As for how to approach the problem in view of all this... Consider this: for any particular problem of complexity N, there are N - 1 levels of complexity below it, which may fail to make accurate predictions due to oversimplification. And then there's an infinity of complexity levels above N, which may fail to make accurate predictions due to overfitting. So it makes sense to start with simple theories, and keep adding complexity as new observations arrive, and gradually improve the predictions we make, until we have the simplest theory we can which still produces low errors when predicting new observations.
I say low errors because to truly match all observations would certainly be overfitting! So there at the end we have the same problem again, where we trade off accuracy on current data against overfitting errors on future data... Simple (higher errors) versus complex (higher overfitting)... At the end of the process, only empiricism can help us find the theory that produces the lowest error on future data!
This is one possibility. Another, MUCH more common in practice, is that your NN overfitted the in-sample data and so trivially failed at out-of-sample forecasting.
To figure out the complexity of the process you're trying to model, you first need to be able to separate features of that process from noise and this is far from a trivial exercise.

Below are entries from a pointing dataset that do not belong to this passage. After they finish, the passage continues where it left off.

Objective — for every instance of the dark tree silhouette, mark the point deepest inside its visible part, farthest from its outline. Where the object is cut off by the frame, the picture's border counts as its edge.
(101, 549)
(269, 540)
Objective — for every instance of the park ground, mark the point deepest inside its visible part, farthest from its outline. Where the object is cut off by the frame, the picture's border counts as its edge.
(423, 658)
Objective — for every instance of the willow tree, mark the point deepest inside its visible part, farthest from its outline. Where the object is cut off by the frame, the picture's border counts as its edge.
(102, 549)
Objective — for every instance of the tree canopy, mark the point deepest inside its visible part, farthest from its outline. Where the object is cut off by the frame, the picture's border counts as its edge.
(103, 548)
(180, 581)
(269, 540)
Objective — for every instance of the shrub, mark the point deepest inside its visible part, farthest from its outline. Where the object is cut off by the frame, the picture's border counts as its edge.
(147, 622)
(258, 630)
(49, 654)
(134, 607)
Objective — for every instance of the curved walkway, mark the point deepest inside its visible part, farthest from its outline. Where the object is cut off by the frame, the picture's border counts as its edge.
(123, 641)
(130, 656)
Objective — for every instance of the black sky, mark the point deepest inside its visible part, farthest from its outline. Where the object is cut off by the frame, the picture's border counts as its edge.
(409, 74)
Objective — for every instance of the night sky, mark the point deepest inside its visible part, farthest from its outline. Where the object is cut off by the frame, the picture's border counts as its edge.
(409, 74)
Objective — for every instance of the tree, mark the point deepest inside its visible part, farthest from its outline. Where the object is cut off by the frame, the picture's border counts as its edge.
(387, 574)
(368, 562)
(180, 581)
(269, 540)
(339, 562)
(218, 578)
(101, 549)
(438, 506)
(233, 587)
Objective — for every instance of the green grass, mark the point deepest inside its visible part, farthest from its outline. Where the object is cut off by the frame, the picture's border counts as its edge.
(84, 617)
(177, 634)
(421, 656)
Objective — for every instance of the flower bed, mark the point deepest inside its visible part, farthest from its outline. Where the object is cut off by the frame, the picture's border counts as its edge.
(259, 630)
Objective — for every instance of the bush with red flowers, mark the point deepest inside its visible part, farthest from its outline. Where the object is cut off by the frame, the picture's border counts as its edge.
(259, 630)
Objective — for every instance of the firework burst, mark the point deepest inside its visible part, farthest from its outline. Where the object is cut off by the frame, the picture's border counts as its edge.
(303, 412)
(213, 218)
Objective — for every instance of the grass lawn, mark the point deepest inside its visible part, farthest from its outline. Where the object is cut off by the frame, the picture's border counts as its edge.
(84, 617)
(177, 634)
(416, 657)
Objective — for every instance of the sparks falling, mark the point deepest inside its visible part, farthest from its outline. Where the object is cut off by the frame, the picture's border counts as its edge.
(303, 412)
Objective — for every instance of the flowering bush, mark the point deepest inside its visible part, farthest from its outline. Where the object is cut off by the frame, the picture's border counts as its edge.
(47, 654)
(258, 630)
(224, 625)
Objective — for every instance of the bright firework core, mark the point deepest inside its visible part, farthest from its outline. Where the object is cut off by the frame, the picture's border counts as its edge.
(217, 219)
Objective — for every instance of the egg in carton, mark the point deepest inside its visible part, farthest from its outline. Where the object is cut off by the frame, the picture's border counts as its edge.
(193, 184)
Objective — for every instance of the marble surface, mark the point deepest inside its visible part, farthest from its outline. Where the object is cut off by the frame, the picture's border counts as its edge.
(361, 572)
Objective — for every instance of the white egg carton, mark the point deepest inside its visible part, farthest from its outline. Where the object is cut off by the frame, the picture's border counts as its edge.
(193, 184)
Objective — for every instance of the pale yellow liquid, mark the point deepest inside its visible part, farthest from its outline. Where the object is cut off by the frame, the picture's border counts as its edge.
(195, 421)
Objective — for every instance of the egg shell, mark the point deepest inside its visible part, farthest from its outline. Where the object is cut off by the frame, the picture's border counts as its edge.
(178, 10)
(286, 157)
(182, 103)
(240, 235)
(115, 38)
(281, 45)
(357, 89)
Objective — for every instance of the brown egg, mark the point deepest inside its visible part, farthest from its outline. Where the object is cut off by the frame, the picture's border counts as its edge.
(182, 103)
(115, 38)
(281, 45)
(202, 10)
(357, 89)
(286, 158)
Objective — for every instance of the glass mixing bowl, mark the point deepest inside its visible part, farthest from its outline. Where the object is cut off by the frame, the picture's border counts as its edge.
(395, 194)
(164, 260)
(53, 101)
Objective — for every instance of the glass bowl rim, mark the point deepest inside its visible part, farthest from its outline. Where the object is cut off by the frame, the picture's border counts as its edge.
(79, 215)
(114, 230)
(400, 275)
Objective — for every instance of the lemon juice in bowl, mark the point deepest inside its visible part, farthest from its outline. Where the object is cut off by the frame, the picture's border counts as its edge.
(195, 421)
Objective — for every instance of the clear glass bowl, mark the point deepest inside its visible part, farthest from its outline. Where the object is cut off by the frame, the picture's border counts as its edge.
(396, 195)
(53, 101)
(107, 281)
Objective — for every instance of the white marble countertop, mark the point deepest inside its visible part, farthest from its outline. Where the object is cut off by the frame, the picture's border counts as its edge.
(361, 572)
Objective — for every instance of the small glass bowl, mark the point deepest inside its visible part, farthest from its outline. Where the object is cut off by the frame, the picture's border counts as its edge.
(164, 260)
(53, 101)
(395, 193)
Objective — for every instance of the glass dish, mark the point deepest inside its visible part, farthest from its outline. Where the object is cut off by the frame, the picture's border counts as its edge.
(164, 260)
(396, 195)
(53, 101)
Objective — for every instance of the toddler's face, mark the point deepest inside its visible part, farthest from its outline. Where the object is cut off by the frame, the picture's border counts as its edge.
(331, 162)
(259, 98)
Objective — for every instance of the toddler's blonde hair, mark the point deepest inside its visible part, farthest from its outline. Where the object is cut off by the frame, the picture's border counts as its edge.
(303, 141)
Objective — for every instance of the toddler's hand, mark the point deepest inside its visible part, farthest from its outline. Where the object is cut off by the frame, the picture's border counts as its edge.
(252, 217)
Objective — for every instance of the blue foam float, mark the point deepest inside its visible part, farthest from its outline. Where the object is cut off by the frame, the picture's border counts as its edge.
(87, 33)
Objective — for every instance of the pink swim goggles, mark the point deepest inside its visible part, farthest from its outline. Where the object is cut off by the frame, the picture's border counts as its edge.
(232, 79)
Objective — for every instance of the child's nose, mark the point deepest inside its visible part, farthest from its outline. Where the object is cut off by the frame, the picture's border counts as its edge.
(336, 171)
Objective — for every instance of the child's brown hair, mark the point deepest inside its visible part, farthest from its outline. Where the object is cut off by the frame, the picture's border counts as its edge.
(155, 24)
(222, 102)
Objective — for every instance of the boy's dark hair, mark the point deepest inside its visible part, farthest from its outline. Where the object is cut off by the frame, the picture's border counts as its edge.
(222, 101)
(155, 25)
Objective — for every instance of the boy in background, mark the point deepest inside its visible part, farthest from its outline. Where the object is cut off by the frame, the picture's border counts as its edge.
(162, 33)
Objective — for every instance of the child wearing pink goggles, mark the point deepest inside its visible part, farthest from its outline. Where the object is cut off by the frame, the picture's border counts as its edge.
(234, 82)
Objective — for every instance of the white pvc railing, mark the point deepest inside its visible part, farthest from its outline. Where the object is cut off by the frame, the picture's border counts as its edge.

This is more along the lines of what I was thinking. Most instances of complexity that seem like they're good are in practice going to be versions of overfitting to noise. Or, perhaps stated more concisely and powerfully, noise and simplicity are opposites (information entropy), thus if we dislike noise we should like simplicity. Does this seem like a reasonable perspective?
Not quite. Noise and simplicity are not opposites. I would say that the amount of noise in the data (along with the amount of data) imposes a limit, an upper bound, on the complexity that you can credibly detect.
Basically, if your data is noisy you are forced to consider only low-complexity models.
Can you elaborate on why you think it's a boundary, not an opposite? I still feel like it's an opposite. My impression, from self-study, is that randomness in information means the best way to describe eg a sequence of coin flips is to copy the sequence exactly, there is no algorithm or heuristic that allows you to describe the random information more efficiently, like "all heads" or "heads, tails, heads, tails, etc." That sort of efficient description of information seems identical to simplicity to me. If randomness is defined as the absence of simplicity...
I guess maybe all of this is compatible with an upper bound understanding, though. What is there that distinguishes the upper bound understanding from my "opposites" understanding, that goes your way?
Noise is not randomness. What is "noise" depends on the context, but generally it means the part of the signal that we are not interested in and do not care about other than that we'd like to get rid of it.
But we may be talking in different frameworks. If you define simplicity as the opposite (or inverse) of Kolmogorov complexity and if you define noise as something that increases the Kolmogorov complexity then yes, they are kinda opposite by definition.